McMurray, Frederick William (No. 85277)

McMurray, Frederick William (Fred)

Pilot Officer (Observer)

No. 85277, 82 Squadron, Royal Air Force Volunteer Reserve

Killed on active service on Tuesday 10 December 1940 (aged 26)

Buried:

Schoonselhof Cemetery, Antwerpen, Belgium (Grave II. H. 32)

Commemorated:

Commonwealth War Graves Commission

Lisburn War Memorial

Bangor and District War Memorial

First Bangor Presbyterian Church

Bangor Grammar School

BIOGRAPHY

Frederick William McMurray was born on 8 February 1914 in South Africa and he was a son of Samuel James McMurray and Anna Louisa McMurray who was born on 11 September 1877.  They had two children:

Sylvia Georgina (born 26 December 1907)

Frederick William (born 8 February 1914)

On 26 July 1924, the McMurray family arrived in London from South Africa aboard the SS Garth Castle.  Samuel James McMurray was a retired bank manager and the family’s intended place of residence was Lisburn.  Samuel James McMurray was born on 28 February 1876 in Lisburn and he was a son of William John and Jane McMurray (nee Brown) who were married on 30 September 1874 in Hillhall Presbyterian Church, Lisburn.  In 1901 Samuel James McMurray was working as a bank clerk in Downpatrick.

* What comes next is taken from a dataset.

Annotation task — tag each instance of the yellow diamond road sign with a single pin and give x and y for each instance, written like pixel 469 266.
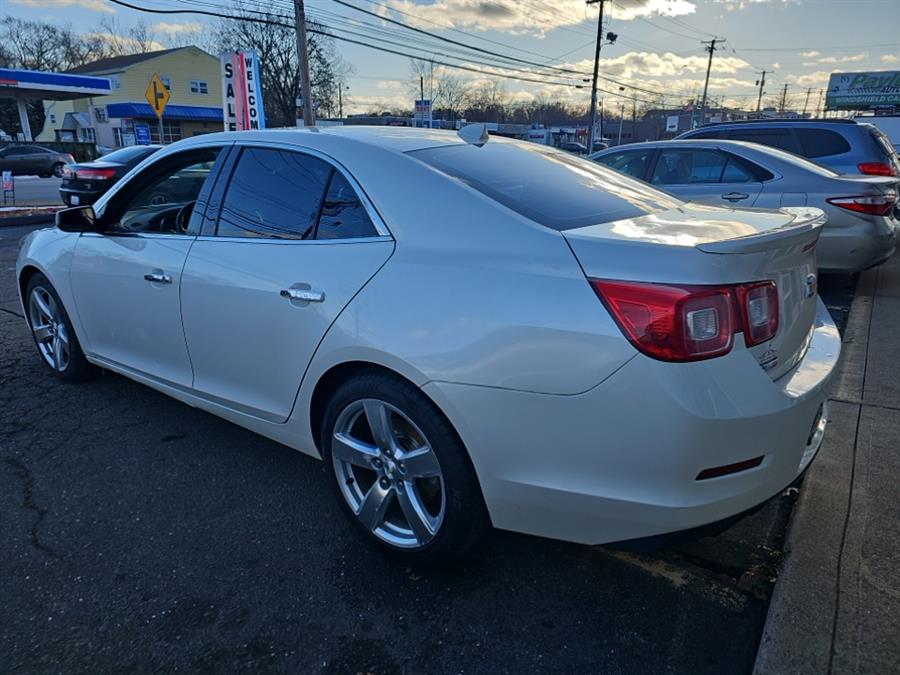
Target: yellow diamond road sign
pixel 157 95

After moving from South Africa to Lisburn, the McMurray family then moved to Bangor where they lived at 7 Windsor Avenue.  Fred McMurray attended Bangor Grammar School from 1924 until 1932 where he excelled in sport.  Described by the Headmaster, Maurice Wilkins, as ‘an all-round sportsman and athlete’ Fred captained both the 1st XI cricket team and the 1st XV rugby team.  He was ‘twelfth man’ on the Ulster Schools Inter-Provincial cricket XI.

During the Second World War Pilot Officer Frederick William McMurray (No. 85277) served with the Royal Air Force Volunteer Reserve in Bomber Command and he was one of a three-man crew aboard a Bristol Blenheim Mark IV aircraft (T2225) when he was killed on 10 December 1940.  They took of from RAF Bodney in Norfolk on a mission to bomb Antwerp and their aircraft crashed in the target area.  The others who died were:

  • Flight Lieutenant John Rankin Rathbone (aged 30) and Member of Parliament for the Bodmin Division of Cornwall
  • Sergeant Allan Maurice Birt (aged 25) from Marsh Baldon, Oxfordshire

All three casualties were buried in Schoonselhof Cemetery, Belgium.  There is an inscription on Pilot Officer Frederick William McMurray’s CWGC headstone:

I BARE YOU ON EAGLE’S WINGS,

AND BROUGHT YOU ONTO MYSELF

After Fred McMurray died his widowed mother Anna (then living at 34 Norfolk House Road, Streatham, London) wrote to Maurice Wilkins and her letter was published in the 4 January 1941 edition of the County Down Spectator:

‘Dear Mr Wilkins – You will be sorry that another of your ‘Old Boys’ has lost his life in the service of his country.  Fred joined the RAF on the outbreak of war and enjoyed every day of his work, eventually gaining a commission as Pilot Officer.  He was first reported missing but after a week I got a wire from the Air Ministry on Christmas Eve saying that he had been killed on active service.  And only then did I realise how I had been hoping against hope that he was a Prisoner-of-War.  Fred was never a good scholar, as you know, but he was a good sport and always a very dear and loving companion to me.  He would not wait to be called up, as he said he couldn’t expect the other fellow to fight for his mother!’

Pilot Officer Frederick William McMurray (No. 85277) was 26 when he died, and he is commemorated on Lisburn War Memorial; on Bangor and District War Memorial; in First Bangor Presbyterian Church and in Bangor Grammar School.

His mother Anna died in 1970 and his sister Sylvia died in 1996, both in London.